By turns comforting, depressing, and illuminating, Scratch paints a fuller, more personal picture of what it’s like to make a living from—or while—writing. I spoke with Martin about the intersection of writing, money, and class, as well as the process of making Scratch. (This conversation has been edited and condensed.)
Joseph Frankel : Some of the writers you spoke with for Scratch were very frank about their finances and their class backgrounds. Others were a little more reluctant. What accounts for these different levels of openness?
Manjula Martin: In my experience working with writers on this topic, it’s often the people who have more money who don’t want to talk about money. Transparency is a really scary thing for a lot of people in any profession, and I think there are good reasons for that. But people who are excited to talk about the topic, even if they’re nervous, inherently understand ... that it takes transparency to change stuff. It’s the old saw of “knowledge is power,” and I think that extends to writers and money.

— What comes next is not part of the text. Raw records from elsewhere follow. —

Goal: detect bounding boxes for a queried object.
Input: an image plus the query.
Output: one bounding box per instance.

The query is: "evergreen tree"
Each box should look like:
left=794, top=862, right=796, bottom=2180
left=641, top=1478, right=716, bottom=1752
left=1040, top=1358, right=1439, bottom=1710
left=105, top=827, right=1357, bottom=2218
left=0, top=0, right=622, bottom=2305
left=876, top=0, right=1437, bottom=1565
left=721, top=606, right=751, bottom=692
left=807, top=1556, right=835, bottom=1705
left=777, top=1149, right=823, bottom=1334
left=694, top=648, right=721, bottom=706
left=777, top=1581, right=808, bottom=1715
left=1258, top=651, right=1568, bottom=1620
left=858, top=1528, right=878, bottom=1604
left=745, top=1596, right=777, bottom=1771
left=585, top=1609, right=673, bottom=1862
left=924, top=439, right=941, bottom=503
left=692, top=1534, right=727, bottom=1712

There are a lot of barriers to access for people who come from low-income backgrounds, or maybe less traditional educational backgrounds, or who have had to deal with other types of prejudices in their life. If we want that to change, we need to start being honest about how this business actually works.
Frankel: Essays in the collection call attention to the creative value of day jobs and, in the case of Leslie Jamison (The Empathy Exams), their impact on writers’ output. Others, particularly the piece by Alexander Chee (The Queen of the Night, Edinburgh), think that the discussion of day jobs helps to romanticize unfair pay for writers. How do you think about the relationship between other kinds of work and writing?
Martin: I think that some of the stuff Chee says in his essay is particularly valuable for younger writers who maybe haven’t been around in an era where folks were ever really compensated well. I’ve certainly written for free. I’d bet Chee has done it too, and I think he talks about that in his essay. But if you’re hiring me to do work, you need to pay me, is sort of his stance. And I agree with that 100 percent.
You mentioned romanticizing that relationship between work and craft. I think it’s very tricky because there is a lot of dangerous romanticization, and that can set writers up, particularly in the beginnings of their careers, to blunder in a business they know nothing about.
Chee has a great quote in his essay where he talks about how any education in writing should include an education in how to make a living as a writer. There is a place for the romantic in the writer’s life, but there’s a difference between romance and being ignorant. Gay says that really nicely in her interview where she’s just like, “I don’t want to kill the dream of my students by being like, ‘it’s really hard to make a living!’” But it’s also the responsibility of older generations of writers to let folks know really what it’s like.